As the connection ended, Jada felt a twinge of sorrow, feeling suddenly selfish and guilty that she got to live this life.
Blinking back tears, she returned to her work. She rewound the meteor shower footage once again. Over at the SMC, they were still trying to determine if this showy display was simply a coincidence or if it had something to do with the passage of Comet IKON through the solar system.

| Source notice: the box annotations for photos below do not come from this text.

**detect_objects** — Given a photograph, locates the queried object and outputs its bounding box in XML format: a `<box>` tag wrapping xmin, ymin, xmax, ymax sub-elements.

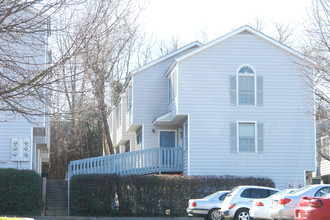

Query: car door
<box><xmin>314</xmin><ymin>187</ymin><xmax>330</xmax><ymax>197</ymax></box>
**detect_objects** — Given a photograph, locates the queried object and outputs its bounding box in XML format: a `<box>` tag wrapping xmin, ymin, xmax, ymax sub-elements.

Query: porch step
<box><xmin>45</xmin><ymin>180</ymin><xmax>68</xmax><ymax>216</ymax></box>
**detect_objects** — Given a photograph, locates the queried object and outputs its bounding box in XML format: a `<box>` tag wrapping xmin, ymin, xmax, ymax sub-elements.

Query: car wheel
<box><xmin>207</xmin><ymin>209</ymin><xmax>221</xmax><ymax>220</ymax></box>
<box><xmin>235</xmin><ymin>209</ymin><xmax>252</xmax><ymax>220</ymax></box>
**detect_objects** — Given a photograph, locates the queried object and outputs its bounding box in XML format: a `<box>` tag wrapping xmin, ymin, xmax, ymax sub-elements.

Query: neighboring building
<box><xmin>109</xmin><ymin>26</ymin><xmax>316</xmax><ymax>188</ymax></box>
<box><xmin>0</xmin><ymin>114</ymin><xmax>49</xmax><ymax>174</ymax></box>
<box><xmin>313</xmin><ymin>116</ymin><xmax>330</xmax><ymax>184</ymax></box>
<box><xmin>0</xmin><ymin>10</ymin><xmax>50</xmax><ymax>174</ymax></box>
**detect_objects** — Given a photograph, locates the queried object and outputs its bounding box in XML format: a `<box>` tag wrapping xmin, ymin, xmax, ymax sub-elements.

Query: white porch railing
<box><xmin>68</xmin><ymin>147</ymin><xmax>183</xmax><ymax>216</ymax></box>
<box><xmin>68</xmin><ymin>148</ymin><xmax>183</xmax><ymax>180</ymax></box>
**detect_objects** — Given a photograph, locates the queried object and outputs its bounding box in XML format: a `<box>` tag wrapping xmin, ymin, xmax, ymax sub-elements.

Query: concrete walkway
<box><xmin>32</xmin><ymin>216</ymin><xmax>204</xmax><ymax>220</ymax></box>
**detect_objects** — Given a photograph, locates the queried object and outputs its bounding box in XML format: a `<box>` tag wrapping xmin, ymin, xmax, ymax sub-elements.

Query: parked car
<box><xmin>187</xmin><ymin>191</ymin><xmax>229</xmax><ymax>220</ymax></box>
<box><xmin>250</xmin><ymin>188</ymin><xmax>296</xmax><ymax>220</ymax></box>
<box><xmin>294</xmin><ymin>194</ymin><xmax>330</xmax><ymax>220</ymax></box>
<box><xmin>221</xmin><ymin>186</ymin><xmax>279</xmax><ymax>220</ymax></box>
<box><xmin>269</xmin><ymin>184</ymin><xmax>330</xmax><ymax>219</ymax></box>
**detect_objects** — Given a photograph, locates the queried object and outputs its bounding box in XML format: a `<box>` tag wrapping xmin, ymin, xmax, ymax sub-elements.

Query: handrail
<box><xmin>68</xmin><ymin>147</ymin><xmax>183</xmax><ymax>216</ymax></box>
<box><xmin>68</xmin><ymin>147</ymin><xmax>183</xmax><ymax>180</ymax></box>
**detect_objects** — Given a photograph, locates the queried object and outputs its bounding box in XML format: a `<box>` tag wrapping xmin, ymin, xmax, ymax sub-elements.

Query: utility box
<box><xmin>11</xmin><ymin>138</ymin><xmax>31</xmax><ymax>161</ymax></box>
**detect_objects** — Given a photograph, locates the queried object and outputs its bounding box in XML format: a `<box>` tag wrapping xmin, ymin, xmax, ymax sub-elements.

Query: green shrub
<box><xmin>70</xmin><ymin>174</ymin><xmax>275</xmax><ymax>216</ymax></box>
<box><xmin>0</xmin><ymin>169</ymin><xmax>41</xmax><ymax>215</ymax></box>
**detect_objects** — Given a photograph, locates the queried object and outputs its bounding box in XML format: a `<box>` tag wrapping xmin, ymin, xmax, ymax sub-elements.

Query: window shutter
<box><xmin>257</xmin><ymin>76</ymin><xmax>264</xmax><ymax>105</ymax></box>
<box><xmin>229</xmin><ymin>76</ymin><xmax>237</xmax><ymax>105</ymax></box>
<box><xmin>229</xmin><ymin>122</ymin><xmax>237</xmax><ymax>153</ymax></box>
<box><xmin>257</xmin><ymin>123</ymin><xmax>264</xmax><ymax>153</ymax></box>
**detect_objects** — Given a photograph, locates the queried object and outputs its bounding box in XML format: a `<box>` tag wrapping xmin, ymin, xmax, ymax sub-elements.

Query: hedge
<box><xmin>70</xmin><ymin>174</ymin><xmax>275</xmax><ymax>216</ymax></box>
<box><xmin>0</xmin><ymin>168</ymin><xmax>42</xmax><ymax>216</ymax></box>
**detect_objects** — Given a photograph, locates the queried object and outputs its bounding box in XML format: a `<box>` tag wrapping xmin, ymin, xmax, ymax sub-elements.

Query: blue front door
<box><xmin>159</xmin><ymin>131</ymin><xmax>175</xmax><ymax>147</ymax></box>
<box><xmin>159</xmin><ymin>131</ymin><xmax>175</xmax><ymax>166</ymax></box>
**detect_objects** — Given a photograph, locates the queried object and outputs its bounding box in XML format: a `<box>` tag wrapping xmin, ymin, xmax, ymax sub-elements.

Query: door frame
<box><xmin>158</xmin><ymin>129</ymin><xmax>178</xmax><ymax>148</ymax></box>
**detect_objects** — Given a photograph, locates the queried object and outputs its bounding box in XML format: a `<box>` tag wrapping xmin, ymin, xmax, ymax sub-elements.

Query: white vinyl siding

She had texted with a tech buddy, learning the latest conjectures. The current belief was that the passage of the comet might have disturbed the Kuiper belt, a region of icy asteroids past the orbit of Neptune, drawing an entourage of rocks in its wake and splashing them across the earth. The Kuiper belt contained over thirty thousand asteroids larger than a hundred kilometers in diameter, along with being the home to many short-period comets like the famous Halley’s comet.
The most exciting news, though, was the growing belief that IKON came from the much more distant Oort cloud, a spherical cloud of debris that circled one-fifth of the way toward our closest star. It was home to long-period comets, those rare visitors, like Hale-Bopp, that traipsed by only once every forty-two hundred years.
The latest calculations suggested that the last time IKON passed through the inner solar system was twenty-eight hundred years ago, definitely an ancient visitor. If true, it was an exciting proposition, as objects out in the Oort cloud were untouched remnants of the original nebula from which the entire solar system formed, making IKON a blazing herald from that most distant time, potentially carrying with it the keys to the universe.
Including perhaps the mystery of dark energy.
A loud rumble shook the helicopter’s cabin, followed by a low roar. The rotors overhead began a slow sweep.
What . . . ?
She sat up straighter.
The copilot hopped out, came around, and opened the side door. The noise grew deafening.
The pilot leaned back, yelling to her, “Strap in! Just heard word! Got an order to prep for a fast takeoff!”
Her heart thudded harder as she snapped closed her laptop. She glanced out the open hatch as the copilot dashed about performing a final preflight check. In the distance, an angry column of black smoke climbed into the blue sky above the center of town.
Moments later, a taxi came racing into view, coming straight at them. She spotted Monk’s face in the front seat. But he and Duncan had left here in a black Mercedes SUV.
She clutched the edge of the door.
What is going on?
The taxi braked with a squeal, and doors popped open all around. She spotted Duncan climbing out the back. Out the other rear door came an older man in a light jacket and a black V-neck sweater, revealing the Roman collar of a priest. He was helped out by a young, petite woman with a pixie-bob of a haircut.